After 2 km, the trail briefly joins the D 35, another quiet country lane that leads to Villesequelande towards the left. Continue on the towpath, which improves at this point (gravel instead of grass and dirt). After 2 km, it leads to the Écluse de Villesequelande.
500m after this lock, cross the D 33, the same road you crossed earlier. Pass the hamlet of Sauzens, then after 2 km, the bike path intersects with the D 48, a quiet country road that leads to Pezens.
If the Canal trail proves to be impassable (for example, after heavy rain), you have the option to reach Pezens from Alzonne using a series of paved farm lanes. The first one, Chemin de la Gare, starts just south of Alzonne next to a creek named Le Fresquel. It leads east from the D 8 into Sainte-Eulalie. From there, take the D 138 (the Route de Villesequelande) and follow a farm track to the left where it splits after 1 km. After another 1 km, near Villesequelande, follow the D 35 into Pezens.
11 km Pezens
To visit Pezens, turn left on the D 48 and follow it for 1.5 km. Pezens has one chambre d'hôtes with three rooms.
The trail continues for 2 km, turning into a wider gravel path. Just before the next lock, Écluse de Lalande, a farm track leads to the Domaine de Lalande winery. Shortly after, you'll reach the Écluse d'Herminis, the mooring site of the CHPéniche Mirage.
The path is wide and paved at this point, but turns into a gravel affair later on. Around the next lock, Ladouce, it becomes rutted and patchy, but is still in better shape than the stretch from Alzonne.

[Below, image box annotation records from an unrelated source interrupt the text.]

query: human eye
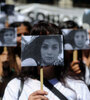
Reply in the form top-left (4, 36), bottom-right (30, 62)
top-left (42, 45), bottom-right (48, 49)
top-left (52, 45), bottom-right (58, 50)
top-left (82, 35), bottom-right (84, 38)
top-left (76, 35), bottom-right (79, 38)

1.7 km later, you pass the Epanchoir de Foucaud — this structure drains excess water from the Canal, and, as a side effect, enables a nearby botanical garden to flourish. Shortly thereafter, you pass under the D 6161 road bridge. You're now on the outskirts of
Carcassonne. Just over 1 km later, you pass under a railroad line, and from here you will ride along the street (There is a bike lane for a short stretch).
You are now on the western boundary of Carcassonne's center.
9 km Carcassonne
Carcassonne is home to the world's largest medieval castle. It's one of the top attractions in all of France, rivaling Versailles, and unsurprisingly, a UNESCO World Heritage site as well. It will certainly be one of the highlights of your tour along the Canal du Midi, so budget a half-day at minimum to experience some of its sights.
Practical picks in center:
If you plan to spend more than one night in
Carcassonne and want to immerse yourself in its atmosphere, I recommend staying in the area near the river. There is a large park along the banks of the river Aude — part of it manicured, and some of it left in a semi-wild state — and the Cité is just a short walk away.
The CHCarcassonne Guesthouse has garnered some of the best reviews in the entire city. It's located along
Quai Bellevue along the Bastide side of the Aude, across from the riverside park.
The Pont Vieux, the ancient stone brdige across the Aude, takes you into an atmospheric quarter nestled below the castle. On
Rue Trivalle, a cobblestone alley that still retains some of its medieval character, you'll find several small hotels and B&Bs. H Hôtel du Pont Vieux and CHCôté Cité are top choices here.
I don't recommend staying in the Cité itself, as rooms there are small and pricey. The one exception is the impeccably clean and surprisingly tranquil youth hostel, which also has a moden, fully-equipped kitchen. For solo travelers, this is the cheapest accommodation option. (If you are sharing a room, the H Hôtel De La Bastide is still the best value).
The restaurants in the Cité are mostly tourist traps. Eat where the locals eat: At Place Carnot and along its surrounding streets, you'll find many good options with varied cuisine, including Thai and Japanese.